En juin 1812, une jeune nation encore fragile, les États-Unis d’Amérique, déclaraient la guerre à l’une des puissances mondiales de l’époque : le Royaume-Uni. Ce conflit, connu sous le nom de guerre de 1812, allait durer jusqu’en février 1815 et marquer un tournant dans l’affirmation de la souveraineté américaine. Si en Europe cette guerre reste marginale, reléguée dans l’ombre des grandes campagnes napoléoniennes, elle est pourtant considérée aux États-Unis comme leur seconde guerre d’indépendance.
À l’origine du conflit, plusieurs griefs accumulés. D’abord, les tensions commerciales croissantes entre Washington et Londres : les États-Unis, désireux de commercer librement avec l’Europe, se voyaient régulièrement bloqués dans leurs échanges par la Royal Navy britannique. Le commerce américain était mis à mal par le blocus imposé aux ports français et alliés de Napoléon, avec comme conséquence directe la saisie de près de 900 navires marchands américains. L’enrôlement forcé de marins américains dans la Royal Navy — soupçonnés d’être des déserteurs britanniques — exacerbait encore la situation.
Mais ces différends maritimes n’étaient qu’un versant du problème. À l’intérieur du continent nord-américain, les ambitions expansionnistes des États-Unis vers l’ouest se heurtaient à la résistance des tribus amérindiennes, souvent soutenues, armées et encouragées par les Britanniques. L’alliance tacite entre Londres et plusieurs nations autochtones constituait aux yeux de nombreux dirigeants américains une provocation insupportable. L’idée d’une invasion du Canada, encore colonie britannique, émergea donc comme une réponse stratégique censée affaiblir l’ennemi et renforcer la position américaine.
Pourtant, la guerre ne se déroula pas comme prévu. Les premières offensives américaines vers le Canada se soldèrent par des revers humiliants, notamment à Détroit ou à Queenston Heights. Sur mer, les premières victoires de la jeune US Navy furent éclipsées par la supériorité navale écrasante des Britanniques, qui instaurèrent un blocus étouffant le long des côtes américaines. La Royal Navy allait jusqu’à incendier Washington en 1814, détruisant la Maison-Blanche et le Capitole. En réaction, le moral national fut touché mais non brisé. Une résistance héroïque à Baltimore inspira même Francis Scott Key à écrire un poème devenu l’hymne national : The Star-Spangled Banner.
La guerre changea de visage dans le Sud. Andrew Jackson, alors général, mena une campagne victorieuse contre les tribus Creeks, alliées aux Britanniques, avant de remporter la célèbre bataille de La Nouvelle-Orléans. Ce triomphe, intervenu paradoxalement après la signature du traité de paix, fit de lui un héros national et propulsa sa carrière politique jusqu’à la présidence. Jackson avait su rallier à sa cause une coalition hétéroclite comprenant des miliciens, des hommes de la frontière, des esclaves affranchis, des Amérindiens et même des pirates dirigés par Jean Lafitte.

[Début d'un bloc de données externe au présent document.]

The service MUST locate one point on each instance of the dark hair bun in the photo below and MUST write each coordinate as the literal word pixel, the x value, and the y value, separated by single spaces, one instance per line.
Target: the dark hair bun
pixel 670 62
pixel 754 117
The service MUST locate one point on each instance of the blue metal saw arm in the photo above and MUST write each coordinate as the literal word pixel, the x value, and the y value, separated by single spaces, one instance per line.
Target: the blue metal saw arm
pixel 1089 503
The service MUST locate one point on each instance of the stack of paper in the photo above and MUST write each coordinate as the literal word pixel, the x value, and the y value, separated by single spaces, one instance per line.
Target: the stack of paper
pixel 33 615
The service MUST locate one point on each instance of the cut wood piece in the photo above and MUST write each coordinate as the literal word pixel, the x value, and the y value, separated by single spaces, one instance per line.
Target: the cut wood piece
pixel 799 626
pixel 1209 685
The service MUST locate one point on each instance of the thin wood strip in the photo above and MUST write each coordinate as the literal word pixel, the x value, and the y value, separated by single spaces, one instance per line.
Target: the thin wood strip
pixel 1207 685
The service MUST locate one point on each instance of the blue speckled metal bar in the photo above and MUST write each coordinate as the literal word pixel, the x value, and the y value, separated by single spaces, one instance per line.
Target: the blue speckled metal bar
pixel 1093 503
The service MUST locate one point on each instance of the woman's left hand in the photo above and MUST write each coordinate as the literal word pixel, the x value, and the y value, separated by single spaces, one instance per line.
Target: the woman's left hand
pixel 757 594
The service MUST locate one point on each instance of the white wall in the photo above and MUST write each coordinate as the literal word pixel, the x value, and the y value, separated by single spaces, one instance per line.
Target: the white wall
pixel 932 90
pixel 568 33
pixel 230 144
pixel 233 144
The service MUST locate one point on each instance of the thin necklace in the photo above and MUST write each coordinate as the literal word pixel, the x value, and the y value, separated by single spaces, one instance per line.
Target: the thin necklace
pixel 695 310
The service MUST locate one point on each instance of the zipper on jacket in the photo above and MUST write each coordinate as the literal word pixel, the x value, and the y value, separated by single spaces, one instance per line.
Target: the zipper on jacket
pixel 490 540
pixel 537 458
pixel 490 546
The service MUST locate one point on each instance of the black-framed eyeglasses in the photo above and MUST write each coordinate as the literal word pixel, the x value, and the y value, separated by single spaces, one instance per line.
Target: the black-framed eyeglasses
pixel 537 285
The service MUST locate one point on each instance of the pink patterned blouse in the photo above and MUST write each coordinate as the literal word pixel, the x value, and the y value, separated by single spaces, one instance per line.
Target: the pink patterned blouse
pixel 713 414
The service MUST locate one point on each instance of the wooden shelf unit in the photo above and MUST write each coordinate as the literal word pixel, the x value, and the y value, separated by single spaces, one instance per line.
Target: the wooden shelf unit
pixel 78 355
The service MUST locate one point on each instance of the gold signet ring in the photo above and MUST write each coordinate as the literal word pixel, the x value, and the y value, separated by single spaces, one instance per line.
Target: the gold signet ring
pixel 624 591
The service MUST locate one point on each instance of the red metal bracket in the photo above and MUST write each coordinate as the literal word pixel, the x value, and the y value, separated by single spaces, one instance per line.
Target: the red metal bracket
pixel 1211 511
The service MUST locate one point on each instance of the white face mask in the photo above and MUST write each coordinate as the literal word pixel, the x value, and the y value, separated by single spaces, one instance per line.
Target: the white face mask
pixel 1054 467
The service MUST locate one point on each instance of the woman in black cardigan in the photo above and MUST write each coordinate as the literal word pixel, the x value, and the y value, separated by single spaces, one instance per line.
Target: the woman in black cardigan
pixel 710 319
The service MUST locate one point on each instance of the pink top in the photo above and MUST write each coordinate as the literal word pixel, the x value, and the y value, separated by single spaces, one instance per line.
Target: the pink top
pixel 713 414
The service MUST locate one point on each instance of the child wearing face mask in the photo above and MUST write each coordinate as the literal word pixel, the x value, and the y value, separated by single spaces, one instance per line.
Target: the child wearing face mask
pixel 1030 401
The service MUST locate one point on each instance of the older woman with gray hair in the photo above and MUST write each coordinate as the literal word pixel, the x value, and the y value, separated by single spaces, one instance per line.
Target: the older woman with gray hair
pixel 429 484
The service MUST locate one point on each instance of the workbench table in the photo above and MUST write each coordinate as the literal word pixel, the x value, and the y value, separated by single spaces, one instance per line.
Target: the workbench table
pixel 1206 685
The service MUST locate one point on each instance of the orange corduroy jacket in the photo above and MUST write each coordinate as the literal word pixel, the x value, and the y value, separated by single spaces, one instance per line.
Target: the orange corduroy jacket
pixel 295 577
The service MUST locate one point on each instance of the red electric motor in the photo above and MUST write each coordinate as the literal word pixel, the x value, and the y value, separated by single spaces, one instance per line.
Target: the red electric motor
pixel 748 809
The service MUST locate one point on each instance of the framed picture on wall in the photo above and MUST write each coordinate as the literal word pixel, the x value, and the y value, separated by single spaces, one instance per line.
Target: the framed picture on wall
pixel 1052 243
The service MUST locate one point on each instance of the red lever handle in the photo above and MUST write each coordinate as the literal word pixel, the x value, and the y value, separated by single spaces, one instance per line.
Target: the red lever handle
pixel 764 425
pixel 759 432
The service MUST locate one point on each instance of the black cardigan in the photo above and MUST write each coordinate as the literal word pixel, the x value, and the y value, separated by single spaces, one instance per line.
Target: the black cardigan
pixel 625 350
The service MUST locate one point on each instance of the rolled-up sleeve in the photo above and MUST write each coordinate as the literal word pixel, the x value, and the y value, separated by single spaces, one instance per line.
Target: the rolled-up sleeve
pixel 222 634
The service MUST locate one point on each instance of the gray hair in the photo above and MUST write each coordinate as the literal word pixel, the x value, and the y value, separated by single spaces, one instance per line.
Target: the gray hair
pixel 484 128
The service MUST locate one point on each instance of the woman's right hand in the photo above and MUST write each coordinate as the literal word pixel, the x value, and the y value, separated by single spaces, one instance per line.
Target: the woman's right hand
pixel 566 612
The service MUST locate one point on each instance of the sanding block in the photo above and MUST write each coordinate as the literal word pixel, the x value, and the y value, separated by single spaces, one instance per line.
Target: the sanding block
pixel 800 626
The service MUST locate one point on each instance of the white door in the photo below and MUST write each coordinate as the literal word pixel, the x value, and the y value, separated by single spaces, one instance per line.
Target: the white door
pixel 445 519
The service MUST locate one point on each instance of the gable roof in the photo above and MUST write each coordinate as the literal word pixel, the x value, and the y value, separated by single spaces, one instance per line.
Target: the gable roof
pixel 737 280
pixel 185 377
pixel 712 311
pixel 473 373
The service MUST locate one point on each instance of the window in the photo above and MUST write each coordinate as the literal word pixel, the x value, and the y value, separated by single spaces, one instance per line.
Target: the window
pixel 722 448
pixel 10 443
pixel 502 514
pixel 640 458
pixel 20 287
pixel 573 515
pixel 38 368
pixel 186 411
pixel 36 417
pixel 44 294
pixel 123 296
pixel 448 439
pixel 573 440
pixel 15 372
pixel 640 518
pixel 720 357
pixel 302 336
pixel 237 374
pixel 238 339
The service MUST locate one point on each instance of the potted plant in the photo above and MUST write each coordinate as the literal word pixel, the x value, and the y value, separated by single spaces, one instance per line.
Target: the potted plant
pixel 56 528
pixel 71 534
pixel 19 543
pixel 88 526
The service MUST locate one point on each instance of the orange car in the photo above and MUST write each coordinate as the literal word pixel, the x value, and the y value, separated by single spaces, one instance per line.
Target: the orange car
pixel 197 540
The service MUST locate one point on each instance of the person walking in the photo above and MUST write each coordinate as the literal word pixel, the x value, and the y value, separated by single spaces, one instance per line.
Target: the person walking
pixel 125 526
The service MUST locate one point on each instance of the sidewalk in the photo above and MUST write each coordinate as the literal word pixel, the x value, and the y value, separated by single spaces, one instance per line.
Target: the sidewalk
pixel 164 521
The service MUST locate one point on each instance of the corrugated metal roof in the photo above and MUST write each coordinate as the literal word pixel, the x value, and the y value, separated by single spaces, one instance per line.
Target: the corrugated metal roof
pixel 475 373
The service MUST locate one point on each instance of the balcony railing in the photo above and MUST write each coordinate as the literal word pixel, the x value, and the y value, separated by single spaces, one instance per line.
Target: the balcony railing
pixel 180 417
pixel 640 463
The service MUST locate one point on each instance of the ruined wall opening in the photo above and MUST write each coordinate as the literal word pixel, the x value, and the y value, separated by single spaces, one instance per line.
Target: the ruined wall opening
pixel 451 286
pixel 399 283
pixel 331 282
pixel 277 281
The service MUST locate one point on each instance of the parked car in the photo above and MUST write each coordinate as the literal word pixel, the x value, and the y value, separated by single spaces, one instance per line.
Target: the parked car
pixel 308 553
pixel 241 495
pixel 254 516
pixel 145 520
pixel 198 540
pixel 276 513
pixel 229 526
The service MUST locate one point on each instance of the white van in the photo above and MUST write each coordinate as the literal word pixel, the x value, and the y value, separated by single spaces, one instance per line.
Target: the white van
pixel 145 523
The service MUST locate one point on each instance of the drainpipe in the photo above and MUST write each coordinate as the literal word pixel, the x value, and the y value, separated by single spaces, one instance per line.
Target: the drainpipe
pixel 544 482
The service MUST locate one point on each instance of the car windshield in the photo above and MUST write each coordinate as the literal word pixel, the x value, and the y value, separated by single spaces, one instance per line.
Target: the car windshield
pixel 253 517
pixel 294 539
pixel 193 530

Le traité de Gand, signé le 24 décembre 1814, mit fin aux hostilités. Il ne réglait aucun des litiges initiaux — ni l’enrôlement forcé, ni les questions commerciales — mais instaurait un retour au statu quo ante bellum. Aucune terre ne changea de main. Pourtant, les conséquences furent profondes. Pour les États-Unis, cette guerre fut une épreuve du feu, un catalyseur du sentiment national. Le pays en sortit plus uni, déterminé à se doter d’une armée et d’une marine puissantes. Le Parti fédéraliste, opposé à la guerre, s’effondra politiquement, tandis que le mythe d’une Amérique invincible prit racine.
Pour le Canada, le conflit servit de creuset à l’émergence d’un sentiment d’identité distincte. Les Loyalistes, les milices locales et les Canadiens français jouèrent un rôle déterminant dans la défense du territoire, nourrissant la mémoire d’une résistance victorieuse face à une puissance voisine bien plus peuplée.
Dans l’ensemble, la guerre de 1812 fut une guerre sans vainqueur clair, mais dont les répercussions furent durables. Elle incarna les balbutiements de la politique étrangère américaine, révéla les fragilités des institutions militaires de la jeune république et, surtout, affirma de manière irréversible sa souveraineté. Dans un siècle dominé par les empires européens, les États-Unis se sont imposés comme une puissance avec laquelle il fallait désormais compter.